That's not how the 737 works. The 737 is not a fly by wire aircraft. The
pilots control the rudder, ailerons, and elevators electrohydraulically; there
is no computer filtering. The electric stability trim system, which is what
MCAS feeds its input into, controls the trim tabs on the elevators. This does
not change anything about the pilots' inputs to the elevators, but it does
change the aerodynamics of the elevators in a way that can limit the pilots'
ability to control pitch.

 _> this plane is more or less stable except that under some conditions it
will make the pilot soil their pants at higher AoA, which is where the
promises of MCAS come in. Big deal._

If the 737 MAX had been a new aircraft type, it would not have been a problem.
There might still have been some adjustment needed to meet FAA certification
requirements for stick force (basically, the stick force is supposed to
increase with increasing angle of attack, so the pilot has to pull harder to
keep the nose going up as you get closer to a stall). But there would not have
been a need to cobble together anything like MCAS.

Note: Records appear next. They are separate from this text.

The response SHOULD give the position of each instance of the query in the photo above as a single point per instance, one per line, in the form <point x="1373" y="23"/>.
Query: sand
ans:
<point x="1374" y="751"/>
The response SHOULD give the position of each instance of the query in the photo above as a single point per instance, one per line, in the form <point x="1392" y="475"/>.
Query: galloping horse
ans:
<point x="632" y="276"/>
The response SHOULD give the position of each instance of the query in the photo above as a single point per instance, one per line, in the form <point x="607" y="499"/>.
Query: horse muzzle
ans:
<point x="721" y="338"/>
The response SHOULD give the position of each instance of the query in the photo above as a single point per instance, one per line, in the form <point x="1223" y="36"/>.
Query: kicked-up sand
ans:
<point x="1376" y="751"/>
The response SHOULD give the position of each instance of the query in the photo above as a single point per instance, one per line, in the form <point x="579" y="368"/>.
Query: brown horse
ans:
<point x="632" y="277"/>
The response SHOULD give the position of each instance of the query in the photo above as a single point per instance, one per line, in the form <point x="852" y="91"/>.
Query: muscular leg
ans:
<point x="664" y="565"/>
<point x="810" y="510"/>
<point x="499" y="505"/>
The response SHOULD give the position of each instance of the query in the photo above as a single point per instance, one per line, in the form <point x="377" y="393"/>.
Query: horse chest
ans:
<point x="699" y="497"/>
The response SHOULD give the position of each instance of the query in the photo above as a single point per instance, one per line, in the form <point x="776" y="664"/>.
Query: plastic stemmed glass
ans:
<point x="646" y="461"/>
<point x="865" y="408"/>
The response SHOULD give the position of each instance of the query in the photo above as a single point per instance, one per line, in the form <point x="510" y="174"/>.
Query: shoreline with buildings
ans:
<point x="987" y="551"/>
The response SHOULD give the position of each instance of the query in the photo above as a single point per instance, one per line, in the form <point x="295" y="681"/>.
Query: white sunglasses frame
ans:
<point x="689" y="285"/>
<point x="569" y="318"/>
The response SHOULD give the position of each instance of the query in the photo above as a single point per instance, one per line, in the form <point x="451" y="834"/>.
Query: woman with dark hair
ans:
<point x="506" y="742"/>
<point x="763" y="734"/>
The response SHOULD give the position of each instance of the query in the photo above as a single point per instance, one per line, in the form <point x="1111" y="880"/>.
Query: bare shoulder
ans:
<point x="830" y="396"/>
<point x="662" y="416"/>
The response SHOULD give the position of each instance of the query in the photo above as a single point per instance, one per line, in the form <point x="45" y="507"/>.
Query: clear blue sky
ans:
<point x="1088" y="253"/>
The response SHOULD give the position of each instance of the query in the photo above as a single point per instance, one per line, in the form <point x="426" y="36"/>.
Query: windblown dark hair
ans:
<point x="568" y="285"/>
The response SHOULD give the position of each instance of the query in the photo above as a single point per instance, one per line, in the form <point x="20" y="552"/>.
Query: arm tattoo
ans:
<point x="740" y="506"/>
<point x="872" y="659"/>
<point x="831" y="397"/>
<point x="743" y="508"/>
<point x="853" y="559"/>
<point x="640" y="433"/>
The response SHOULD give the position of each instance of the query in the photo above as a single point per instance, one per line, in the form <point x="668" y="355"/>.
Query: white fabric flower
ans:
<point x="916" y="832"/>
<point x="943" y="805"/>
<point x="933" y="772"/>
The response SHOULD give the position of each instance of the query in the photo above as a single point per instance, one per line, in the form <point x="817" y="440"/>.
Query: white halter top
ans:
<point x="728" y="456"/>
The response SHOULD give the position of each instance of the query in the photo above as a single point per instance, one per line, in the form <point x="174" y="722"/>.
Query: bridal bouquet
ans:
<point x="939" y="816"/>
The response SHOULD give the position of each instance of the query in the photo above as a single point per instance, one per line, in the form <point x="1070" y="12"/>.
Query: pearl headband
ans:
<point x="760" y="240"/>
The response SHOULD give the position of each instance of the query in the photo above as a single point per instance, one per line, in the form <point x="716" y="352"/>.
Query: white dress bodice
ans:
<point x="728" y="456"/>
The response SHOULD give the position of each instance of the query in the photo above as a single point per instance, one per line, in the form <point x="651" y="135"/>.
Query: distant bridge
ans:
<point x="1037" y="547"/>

The problem was that Boeing wanted the 737 MAX to be certified under the
existing 737 type certificate (because otherwise the potential customers
wouldn't want it, since they didn't want to have to re-train and re-certify
all their pilots), which meant that the stick force as a function of angle of
attack had to be the same as for previous 737s. But the new engines on the 737
MAX made the plane aerodynamically different, so the "natural" stick force was
different. MCAS was a software kludge to try to change the stick force.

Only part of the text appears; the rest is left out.